Sieben klinische Studien (darunter keine RCTs) und 3 Reviews zur CPM-Anwendung nach knorpelreparativen Eingriffen konnten in die vorliegende Literaturanalyse eingeschlossen werden. Die aktuelle Studienlage zeichnet sich durch eine große Heterogenität aus. Die vorliegenden Studien zeigen, dass die CPM-Anwendung nach knorpelreparativen Eingriffen eine gute Defektfüllung [1, 2, 10, 18, 33], gute Ergebnisse in den Fragebögen zur Kniestabilität [2, 38], zur Aktivität [2, 23, 38], zur Lebensqualität [23, 38] und zur Funktionalität [23] mit sich brachte und den Schmerz [1, 38] und die Schwellung reduzierte [38]. Die Studien sind jedoch gekennzeichnet durch fehlende Angaben zur Randomisierung, Patientenallokation und Verblindung [1, 2, 10, 18, 23, 24, 33], aber auch zur durchgeführten statistischen Analyse [1, 2, 10, 18, 33]. Bedingt durch diese unvollständige Darstellung der Studien lassen sich zusätzliche Verzerrungen nicht ausschließen.

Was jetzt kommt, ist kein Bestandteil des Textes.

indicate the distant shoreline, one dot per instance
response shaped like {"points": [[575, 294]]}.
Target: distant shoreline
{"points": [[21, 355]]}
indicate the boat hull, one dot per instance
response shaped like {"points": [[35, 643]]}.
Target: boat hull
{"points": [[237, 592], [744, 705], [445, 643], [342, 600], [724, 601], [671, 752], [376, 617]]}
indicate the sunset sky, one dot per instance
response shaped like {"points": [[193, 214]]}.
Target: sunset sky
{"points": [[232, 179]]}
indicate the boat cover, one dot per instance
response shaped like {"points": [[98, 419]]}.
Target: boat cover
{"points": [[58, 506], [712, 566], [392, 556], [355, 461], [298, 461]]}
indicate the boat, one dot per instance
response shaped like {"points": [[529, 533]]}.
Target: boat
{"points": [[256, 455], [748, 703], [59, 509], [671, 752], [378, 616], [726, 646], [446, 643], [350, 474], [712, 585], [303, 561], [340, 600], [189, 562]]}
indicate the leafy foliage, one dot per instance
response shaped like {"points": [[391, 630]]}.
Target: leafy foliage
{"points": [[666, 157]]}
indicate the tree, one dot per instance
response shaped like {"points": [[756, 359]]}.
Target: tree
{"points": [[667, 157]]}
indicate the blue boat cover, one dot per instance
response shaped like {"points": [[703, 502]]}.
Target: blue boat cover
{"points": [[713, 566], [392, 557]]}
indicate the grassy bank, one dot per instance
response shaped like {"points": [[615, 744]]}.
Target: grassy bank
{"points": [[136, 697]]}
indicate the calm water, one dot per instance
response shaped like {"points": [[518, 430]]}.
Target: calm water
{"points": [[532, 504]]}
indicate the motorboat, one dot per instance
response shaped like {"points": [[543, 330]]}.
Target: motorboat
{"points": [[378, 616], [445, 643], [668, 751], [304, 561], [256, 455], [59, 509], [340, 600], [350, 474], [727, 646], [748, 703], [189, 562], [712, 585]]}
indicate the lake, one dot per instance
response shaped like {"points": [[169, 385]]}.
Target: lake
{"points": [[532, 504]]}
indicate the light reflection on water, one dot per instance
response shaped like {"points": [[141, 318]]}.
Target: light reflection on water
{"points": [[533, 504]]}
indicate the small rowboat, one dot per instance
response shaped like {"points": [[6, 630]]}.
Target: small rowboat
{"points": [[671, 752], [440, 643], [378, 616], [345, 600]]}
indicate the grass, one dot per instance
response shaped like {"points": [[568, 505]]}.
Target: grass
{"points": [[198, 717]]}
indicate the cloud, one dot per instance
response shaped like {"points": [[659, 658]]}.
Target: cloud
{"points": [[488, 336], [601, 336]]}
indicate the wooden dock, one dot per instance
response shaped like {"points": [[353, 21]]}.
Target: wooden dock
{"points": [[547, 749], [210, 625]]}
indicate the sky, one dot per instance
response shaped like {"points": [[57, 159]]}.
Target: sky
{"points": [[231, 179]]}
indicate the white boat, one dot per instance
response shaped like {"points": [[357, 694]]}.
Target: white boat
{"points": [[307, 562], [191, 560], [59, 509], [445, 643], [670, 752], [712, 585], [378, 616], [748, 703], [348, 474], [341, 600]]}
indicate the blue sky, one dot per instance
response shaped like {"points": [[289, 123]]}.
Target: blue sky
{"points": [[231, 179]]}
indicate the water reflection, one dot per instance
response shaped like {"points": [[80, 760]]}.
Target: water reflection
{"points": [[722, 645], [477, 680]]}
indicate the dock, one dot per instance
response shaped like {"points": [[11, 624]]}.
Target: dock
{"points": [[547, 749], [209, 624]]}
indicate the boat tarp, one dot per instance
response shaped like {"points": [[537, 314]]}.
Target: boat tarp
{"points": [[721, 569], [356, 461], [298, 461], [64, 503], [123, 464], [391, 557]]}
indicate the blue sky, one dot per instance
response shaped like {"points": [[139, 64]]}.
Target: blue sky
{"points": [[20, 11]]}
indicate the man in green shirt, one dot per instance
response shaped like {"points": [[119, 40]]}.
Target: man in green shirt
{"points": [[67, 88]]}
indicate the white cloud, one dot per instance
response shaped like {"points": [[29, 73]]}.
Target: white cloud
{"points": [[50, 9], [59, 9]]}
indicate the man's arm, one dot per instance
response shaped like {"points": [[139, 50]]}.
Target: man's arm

Des Weiteren resultierten die Knorpelschäden der eingeschlossen Patienten aus Unfällen und traten in Kombination mit einem Kreuzband- bzw. Meniskusriss [2] oder einer Fraktur der Patella [18] als auch aus primären Knorpelschäden der lateralen sowie medialen Femurkondylen bzw. der Patella auf [23], was die Vergleichbarkeit des Patientenkollektivs und Rückschlüsse auf den therapeutischen Nutzen erschwert. Darüberhinaus unterscheiden sich die Patienten innerhalb einzelner Studien auch in der Größe der Defektareale und der jeweiligen Lokalisation der Knorpeldefekte. Nur 2 Studien [10, 33] richteten sich nach den Vorgaben zur Vereinheitlichung von Knorpelschäden der International Cartilage Repair Society (ICRS) [6]. Die Interpretation der Ergebnisse wird in 3 Studien [1, 2, 18] dadurch eingeschränkt, dass die jeweiligen Messungen nicht mit allen Patienten durchgeführt wurden. Demnach wurde auf eine Intention-to-treat-Analyse [27] mit imputierten Datensätzen verzichtet.